Tenemos más gente dedicada a racionalizar los horarios laborales que a crear empleo. Ajustar la jornada laboral en un país en el que lo normal es que uno pase ciertos periodos de su vida en el paro. Salir antes de las seis en una España que vive del turismo y la hostelería con épocas en las que el sol no se pone hasta casi las diez de la noche, que es de verdad cuando los camareros comienzan a hacer caja. Salir a las seis en una España en la que el funcionariado, los empleados públicos de todo tipo, representan un cuerpo laboral amplio que termina a las tres. Estamos completamente a favor de terminar de trabajar pronto, de la conciliación familiar (¿de verdad todo el mundo quiere ver más a su familia?) e incluso de que un día que otro nos toque bañar al pequeño. Estamos a favor del teletrabajo y aborrecemos el presentismo, pero la primera racionalización de horarios habría de ser un estudio serio del mercado laboral español y también que ciertos altos funcionarios y políticos españoles y europeos palparan la calle de verdad. O sea, que no quieran que cenemos a las ocho y estemos a las diez en la cama. A ver si de Europa sólo vamos a copiar lo malo. Si racionalizar los horarios es ser tan triste como para (todos los días) ingerir (eso no es comer) un sandwich en veinte minutos como almuerzo, me temo que la racionalidad pueden meterla entre dos rebanadas de mollete, añadirle patatas y comérsela lejos de uno.

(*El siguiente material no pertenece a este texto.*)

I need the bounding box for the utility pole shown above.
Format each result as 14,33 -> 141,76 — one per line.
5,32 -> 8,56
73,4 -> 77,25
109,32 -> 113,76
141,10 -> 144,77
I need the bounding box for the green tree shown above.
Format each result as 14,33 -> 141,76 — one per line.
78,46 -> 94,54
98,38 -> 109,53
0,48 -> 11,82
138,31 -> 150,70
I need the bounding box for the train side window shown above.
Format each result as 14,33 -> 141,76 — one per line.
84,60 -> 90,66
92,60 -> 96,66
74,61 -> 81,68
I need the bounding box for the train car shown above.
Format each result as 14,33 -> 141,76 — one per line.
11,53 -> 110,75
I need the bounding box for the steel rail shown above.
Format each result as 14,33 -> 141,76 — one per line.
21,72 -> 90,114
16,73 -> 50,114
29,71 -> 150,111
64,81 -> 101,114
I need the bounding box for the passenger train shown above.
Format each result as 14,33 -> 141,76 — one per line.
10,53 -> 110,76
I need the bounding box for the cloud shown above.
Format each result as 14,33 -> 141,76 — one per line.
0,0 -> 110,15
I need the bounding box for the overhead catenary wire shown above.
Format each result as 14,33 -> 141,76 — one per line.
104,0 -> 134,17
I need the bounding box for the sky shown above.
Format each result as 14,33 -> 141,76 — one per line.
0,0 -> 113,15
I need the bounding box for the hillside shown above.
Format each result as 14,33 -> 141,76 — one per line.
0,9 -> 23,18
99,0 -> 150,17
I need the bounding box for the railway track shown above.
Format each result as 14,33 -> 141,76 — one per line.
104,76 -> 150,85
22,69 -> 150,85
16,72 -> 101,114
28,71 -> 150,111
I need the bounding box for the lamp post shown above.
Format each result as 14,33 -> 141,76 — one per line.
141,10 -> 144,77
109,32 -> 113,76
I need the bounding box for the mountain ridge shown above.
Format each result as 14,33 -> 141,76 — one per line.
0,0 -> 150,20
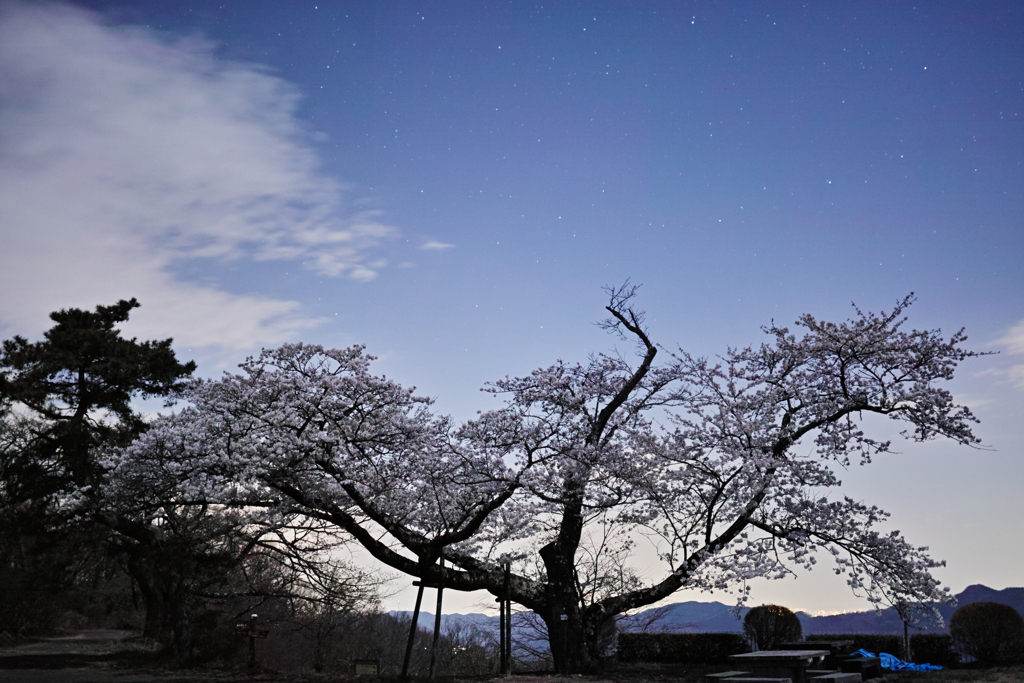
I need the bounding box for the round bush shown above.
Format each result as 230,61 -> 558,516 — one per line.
743,605 -> 804,650
949,602 -> 1024,664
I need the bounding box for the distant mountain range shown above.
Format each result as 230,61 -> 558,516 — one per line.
390,585 -> 1024,644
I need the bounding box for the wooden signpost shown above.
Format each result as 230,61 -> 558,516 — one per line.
234,614 -> 270,670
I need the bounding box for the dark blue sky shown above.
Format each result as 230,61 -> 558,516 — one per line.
0,0 -> 1024,609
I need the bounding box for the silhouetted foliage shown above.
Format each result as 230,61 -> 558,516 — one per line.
743,605 -> 804,650
949,602 -> 1024,664
0,299 -> 196,632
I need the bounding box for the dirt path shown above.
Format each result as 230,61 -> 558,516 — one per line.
0,631 -> 285,683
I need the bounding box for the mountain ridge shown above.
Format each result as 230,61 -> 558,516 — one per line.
388,584 -> 1024,639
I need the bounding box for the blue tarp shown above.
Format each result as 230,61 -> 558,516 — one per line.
853,650 -> 942,671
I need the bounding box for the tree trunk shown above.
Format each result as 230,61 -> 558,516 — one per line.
541,610 -> 599,674
128,558 -> 191,656
539,533 -> 598,674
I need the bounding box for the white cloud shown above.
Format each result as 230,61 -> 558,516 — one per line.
0,4 -> 394,348
995,321 -> 1024,389
995,321 -> 1024,354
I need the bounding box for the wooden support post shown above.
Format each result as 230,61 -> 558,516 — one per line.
503,562 -> 512,676
427,552 -> 444,681
498,595 -> 505,676
401,582 -> 423,679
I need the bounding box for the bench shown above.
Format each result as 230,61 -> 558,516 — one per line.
839,657 -> 882,681
700,671 -> 751,683
807,672 -> 861,683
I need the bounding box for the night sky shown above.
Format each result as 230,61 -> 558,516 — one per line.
0,0 -> 1024,611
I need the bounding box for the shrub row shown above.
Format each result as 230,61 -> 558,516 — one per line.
617,633 -> 751,664
805,633 -> 913,659
806,633 -> 959,667
910,633 -> 959,667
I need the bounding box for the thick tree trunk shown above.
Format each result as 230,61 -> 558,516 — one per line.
129,559 -> 191,656
539,528 -> 599,674
541,608 -> 599,674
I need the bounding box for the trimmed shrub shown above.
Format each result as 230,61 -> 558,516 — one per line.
949,602 -> 1024,664
910,633 -> 959,667
806,633 -> 906,659
617,633 -> 751,664
743,605 -> 804,650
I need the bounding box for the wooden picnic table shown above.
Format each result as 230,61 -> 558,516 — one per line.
729,649 -> 829,683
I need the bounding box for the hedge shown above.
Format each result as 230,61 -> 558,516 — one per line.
910,633 -> 959,667
617,633 -> 751,664
804,633 -> 913,659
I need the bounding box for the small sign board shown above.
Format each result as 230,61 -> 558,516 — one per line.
352,659 -> 381,676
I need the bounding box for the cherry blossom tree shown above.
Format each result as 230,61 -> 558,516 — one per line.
108,286 -> 978,672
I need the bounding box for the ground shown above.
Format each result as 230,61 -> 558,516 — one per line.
0,631 -> 1024,683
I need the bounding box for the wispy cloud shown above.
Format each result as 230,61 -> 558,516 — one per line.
995,321 -> 1024,389
0,4 -> 394,348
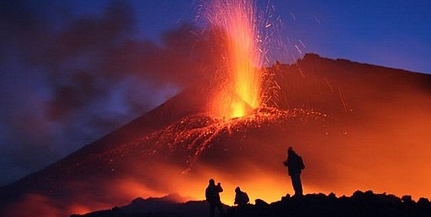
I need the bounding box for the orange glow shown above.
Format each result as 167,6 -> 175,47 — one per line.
207,0 -> 263,118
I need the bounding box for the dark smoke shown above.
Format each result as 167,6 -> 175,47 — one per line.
0,0 -> 221,185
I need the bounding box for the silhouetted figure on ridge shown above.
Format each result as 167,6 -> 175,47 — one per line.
283,147 -> 305,196
205,179 -> 224,217
234,187 -> 250,208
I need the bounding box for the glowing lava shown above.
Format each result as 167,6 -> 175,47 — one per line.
206,0 -> 263,118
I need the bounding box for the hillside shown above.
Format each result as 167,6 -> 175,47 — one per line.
0,54 -> 431,216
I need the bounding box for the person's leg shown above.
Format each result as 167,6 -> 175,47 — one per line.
217,202 -> 224,216
210,203 -> 215,217
291,174 -> 302,196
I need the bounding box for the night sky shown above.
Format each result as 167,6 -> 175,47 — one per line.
0,0 -> 431,185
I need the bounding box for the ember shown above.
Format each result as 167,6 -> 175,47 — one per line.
206,0 -> 264,118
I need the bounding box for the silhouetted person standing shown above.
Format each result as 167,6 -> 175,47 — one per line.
205,179 -> 223,217
234,187 -> 250,208
283,147 -> 305,196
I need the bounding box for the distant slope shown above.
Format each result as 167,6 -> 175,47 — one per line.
0,54 -> 431,216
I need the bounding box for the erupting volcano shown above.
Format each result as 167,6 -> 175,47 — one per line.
0,0 -> 431,216
205,0 -> 264,118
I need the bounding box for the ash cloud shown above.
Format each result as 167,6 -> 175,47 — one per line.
0,0 -> 221,185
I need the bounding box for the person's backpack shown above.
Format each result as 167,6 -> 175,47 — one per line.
298,155 -> 305,170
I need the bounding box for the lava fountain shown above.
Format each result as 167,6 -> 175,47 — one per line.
205,0 -> 264,118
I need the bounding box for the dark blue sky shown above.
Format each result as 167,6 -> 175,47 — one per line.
0,0 -> 431,185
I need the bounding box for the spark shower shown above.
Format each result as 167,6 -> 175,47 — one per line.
204,0 -> 265,118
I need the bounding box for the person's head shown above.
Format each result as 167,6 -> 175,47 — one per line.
208,179 -> 215,185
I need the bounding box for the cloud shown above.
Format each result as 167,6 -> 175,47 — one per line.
0,0 -> 226,185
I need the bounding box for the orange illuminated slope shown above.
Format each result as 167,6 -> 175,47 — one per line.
0,54 -> 431,216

No descarte el lector, sin embargo, que no tengamos ni idea de todo esto de lo que estamos escribiendo, dado que el que suscribe tiene la lente deformada por pertenecer a un sector, la prensa, que se maneja con unos horarios que un cruel tratante de esclavos de la Alabama del XVIII calificaría de ligeramente excesivos. En el año 2005 conocí a un redactor de un periódico que llegó a su casa un día para cenar a las nueve. Se aburrió tanto por la poca costumbre de estar tan pronto en el hogar, entró en tal estado de excitación, que esa noche escribió de un tirón una novela titulada El insomne. No podía dormir por no creerse que había acabado tan pronto. Al día siguiente estaba tan agotado que ralentizó su trabajo mucho. Llegó a su morada a las doce de la noche. Comió algo y se metió derrengado en la cama. Durmió feliz. Al día siguiente, pleno de facultades, escribió un lúcido y premonitorio trabajo periodístico sobre la urgencia de racionalizar los horarios laborales. Acabó tarde.

Ficciones aparte, la clave está en los convenios, en que se negocien bien y en que se entienda que lo importante es producir, no estar más horas. Eso en un país en el que los culos de hierro, calienta asientos, especialistas en no irse hasta que el jefe no se vaya y estudiosos de la racionalidad laboral son los que tienen un gran futuro. Después de haber tenido un gran pasado y gozar de un magnífico presente. Que se lo digan a los que se levantan a las seis de la mañana.